Nereistoxin
- Names: Preferred IUPAC name N,N-Dimethyl-1,2-dithiolan-4-amine

Identifiers
- CAS Number: Nereistoxin: 1631-58-9; Cartap: 15263-53-3; Bensultap: 17606-31-4;
- 3D model (JSmol): Nereistoxin: Interactive image; Cartap: Interactive image;
- ChEBI: Nereistoxin: CHEBI:7521; Cartap: CHEBI:3436; Bensultap: CHEBI:39188;
- ChemSpider: Nereistoxin: 14661; Cartap: 25279; Bensultap: 78640;
- EC Number: Cartap: 239-309-2;
- KEGG: Cartap: C11080; Bensultap: C18563;
- PubChem CID: Cartap: 27159; Bensultap: 87176;
- UNII: Cartap: Z45YUY784H; Bensultap: 145Q2E77PJ;
- CompTox Dashboard (EPA): Nereistoxin: DTXSID0075104 ;

Properties
- Chemical formula: C_{5}H_{11}NS_{2}
- Molar mass: 149.27 g·mol^{−1}

= Nereistoxin =

Nereistoxin is a natural product identified in 1962 as the toxic organic compound N,N-dimethyl-1,2-dithiolan-4-amine. It had first been isolated in 1934 from the marine annelid Lumbriconereis heteropoda and acts by blocking the nicotinic acetylcholine receptor. Researchers at Takeda in Japan investigated it as a possible insecticide. They subsequently developed a number of derivatives that were commercialised, including those with the ISO common names bensultap, cartap, thiocyclam and thiosultap.

==Structures and synthesis==

Cartap
Bensultap
Thiosultap
Thiocyclam

Bensultap (R=SO_{2}Ph) was made by the reaction of the sodium salt of benzenethiolsulfonate (PhSO_{2}SNa) with N,N-dimethyl 1,3-dichloro-2-propylamine or N,N-dimethyl 2,3-dichloropropylamine in ethanol.

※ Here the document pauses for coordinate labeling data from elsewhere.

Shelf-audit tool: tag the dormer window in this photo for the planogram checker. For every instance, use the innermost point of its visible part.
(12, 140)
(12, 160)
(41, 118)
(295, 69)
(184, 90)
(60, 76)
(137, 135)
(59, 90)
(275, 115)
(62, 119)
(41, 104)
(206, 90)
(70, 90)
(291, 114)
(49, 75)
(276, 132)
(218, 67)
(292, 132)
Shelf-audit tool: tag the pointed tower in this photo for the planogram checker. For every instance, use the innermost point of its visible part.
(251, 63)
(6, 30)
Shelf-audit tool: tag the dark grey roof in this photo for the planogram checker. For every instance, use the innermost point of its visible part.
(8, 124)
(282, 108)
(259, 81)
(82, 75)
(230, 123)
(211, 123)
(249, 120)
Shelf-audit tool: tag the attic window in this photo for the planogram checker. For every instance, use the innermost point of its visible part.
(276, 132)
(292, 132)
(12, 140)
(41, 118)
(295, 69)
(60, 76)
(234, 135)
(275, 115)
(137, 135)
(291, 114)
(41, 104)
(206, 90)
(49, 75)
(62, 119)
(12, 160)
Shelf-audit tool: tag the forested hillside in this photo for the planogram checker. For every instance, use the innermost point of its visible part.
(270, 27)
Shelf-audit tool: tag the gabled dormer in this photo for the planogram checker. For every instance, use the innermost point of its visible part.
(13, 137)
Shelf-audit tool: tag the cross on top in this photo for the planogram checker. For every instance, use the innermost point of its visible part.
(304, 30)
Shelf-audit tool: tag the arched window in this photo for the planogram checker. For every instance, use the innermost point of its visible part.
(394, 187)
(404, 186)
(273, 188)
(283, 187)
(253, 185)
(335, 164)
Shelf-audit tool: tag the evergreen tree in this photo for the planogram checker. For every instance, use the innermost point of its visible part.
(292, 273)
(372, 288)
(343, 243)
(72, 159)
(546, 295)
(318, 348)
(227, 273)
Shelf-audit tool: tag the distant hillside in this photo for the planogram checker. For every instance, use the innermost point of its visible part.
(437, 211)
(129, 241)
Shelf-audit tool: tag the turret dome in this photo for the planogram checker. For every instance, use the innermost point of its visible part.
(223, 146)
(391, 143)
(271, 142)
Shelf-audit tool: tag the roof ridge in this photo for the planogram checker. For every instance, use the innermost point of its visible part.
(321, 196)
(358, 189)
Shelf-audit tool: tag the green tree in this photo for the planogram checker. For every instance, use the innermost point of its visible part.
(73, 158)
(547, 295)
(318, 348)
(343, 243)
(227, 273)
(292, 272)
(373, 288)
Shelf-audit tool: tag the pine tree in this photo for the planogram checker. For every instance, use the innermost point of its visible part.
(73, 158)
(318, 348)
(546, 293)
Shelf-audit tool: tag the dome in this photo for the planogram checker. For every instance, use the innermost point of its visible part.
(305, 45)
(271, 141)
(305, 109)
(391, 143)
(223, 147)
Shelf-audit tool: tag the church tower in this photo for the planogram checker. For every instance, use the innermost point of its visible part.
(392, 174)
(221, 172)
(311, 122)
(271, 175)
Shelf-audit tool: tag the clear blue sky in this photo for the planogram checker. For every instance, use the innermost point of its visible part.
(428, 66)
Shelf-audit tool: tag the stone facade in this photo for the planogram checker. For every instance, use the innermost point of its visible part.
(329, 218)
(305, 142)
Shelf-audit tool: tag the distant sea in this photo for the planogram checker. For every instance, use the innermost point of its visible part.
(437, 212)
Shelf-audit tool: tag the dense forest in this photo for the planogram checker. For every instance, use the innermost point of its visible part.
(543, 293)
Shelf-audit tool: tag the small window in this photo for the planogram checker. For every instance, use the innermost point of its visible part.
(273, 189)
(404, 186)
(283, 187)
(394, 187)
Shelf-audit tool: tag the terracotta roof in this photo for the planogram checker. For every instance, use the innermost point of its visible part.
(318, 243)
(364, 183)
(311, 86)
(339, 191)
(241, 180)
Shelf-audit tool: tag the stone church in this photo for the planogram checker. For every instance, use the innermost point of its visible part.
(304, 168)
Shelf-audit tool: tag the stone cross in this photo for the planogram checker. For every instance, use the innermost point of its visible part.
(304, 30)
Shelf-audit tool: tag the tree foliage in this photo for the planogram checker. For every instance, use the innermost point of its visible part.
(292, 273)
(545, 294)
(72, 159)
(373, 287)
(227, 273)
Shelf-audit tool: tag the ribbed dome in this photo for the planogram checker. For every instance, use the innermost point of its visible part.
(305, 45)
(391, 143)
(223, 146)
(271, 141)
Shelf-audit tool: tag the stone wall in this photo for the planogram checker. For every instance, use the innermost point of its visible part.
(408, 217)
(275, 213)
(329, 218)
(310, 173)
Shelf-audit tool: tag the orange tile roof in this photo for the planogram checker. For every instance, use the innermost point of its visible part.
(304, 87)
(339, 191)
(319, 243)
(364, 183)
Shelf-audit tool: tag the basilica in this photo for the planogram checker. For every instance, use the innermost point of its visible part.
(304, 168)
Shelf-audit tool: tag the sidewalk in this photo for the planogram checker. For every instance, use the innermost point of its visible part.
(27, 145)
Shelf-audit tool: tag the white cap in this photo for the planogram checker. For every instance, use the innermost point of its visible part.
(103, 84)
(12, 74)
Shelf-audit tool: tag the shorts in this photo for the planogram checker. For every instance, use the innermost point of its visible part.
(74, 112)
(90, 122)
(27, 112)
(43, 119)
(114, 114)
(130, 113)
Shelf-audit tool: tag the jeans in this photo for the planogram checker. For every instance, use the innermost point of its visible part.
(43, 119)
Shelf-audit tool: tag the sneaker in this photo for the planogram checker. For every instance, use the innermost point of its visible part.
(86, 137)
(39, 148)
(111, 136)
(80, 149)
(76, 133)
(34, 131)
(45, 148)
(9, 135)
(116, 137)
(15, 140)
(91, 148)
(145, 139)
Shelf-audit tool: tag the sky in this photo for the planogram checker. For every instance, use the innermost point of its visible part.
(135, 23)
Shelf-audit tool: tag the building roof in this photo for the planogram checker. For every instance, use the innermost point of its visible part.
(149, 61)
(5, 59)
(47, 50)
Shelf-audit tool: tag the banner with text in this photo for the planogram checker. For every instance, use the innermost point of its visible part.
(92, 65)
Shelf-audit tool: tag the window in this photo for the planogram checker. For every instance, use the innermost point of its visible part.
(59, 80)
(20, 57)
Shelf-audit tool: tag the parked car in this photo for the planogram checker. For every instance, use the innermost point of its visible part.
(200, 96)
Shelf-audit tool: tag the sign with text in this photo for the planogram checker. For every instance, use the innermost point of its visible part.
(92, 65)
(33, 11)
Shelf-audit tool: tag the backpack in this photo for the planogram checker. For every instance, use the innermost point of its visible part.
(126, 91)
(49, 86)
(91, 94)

Bensultap can be converted to nereistoxin by treatment with alkali.

==History==
Japanese fishermen used the annelid worm Lumbriconereis heteropoda as bait but after accidental human poisonings the chemical agent responsible was identified and named nereistoxin. In the 1960s, researchers at Takeda Chemical Industries synthesised the active material N,N-dimethyl-1,2-dithiolan-4-amine and derivatives in which the sulfur-sulfur bond of the 1,2-dithiolane ring was replaced by alternative sulfur-linked groups. The resulting compounds were in many cases less toxic to mammals than the natural product while retaining good activity on insects. It was subsequently shown that all the compounds which were commercialised acted by being propesticides — breaking down in the environment to nereistoxin or a toxic dithiol.

==Mechanism of action==
Nereistoxin has chemical similarity to acetylcholine and its mode of action was suggested originally as being possibly by interference with acetylcholinesterase. Later electrophysiological studies using synapses from the cockroach Periplaneta americana showed that it acts by blocking the nicotinic acetylcholine receptor / ion channel complex in the insect central nervous system. This is also the mode of action of the related insecticides, all of which can produce the dithiol corresponding to cleavage of the 1,2-thiolane ring in the parent compound.

==Usage==
None of the insecticidal analogues of nereistoxin became major products in agriculture and their use was mainly limited to Japanese and Chinese cultivation of rice, where their control of pests such as the rice stem borer Chilo suppressalis was significant. They were not licensed for use in Europe or the USA. The limited success of this group of chemicals was partly due to other compounds having similar modes of action but higher potency and mammalian safety becoming available.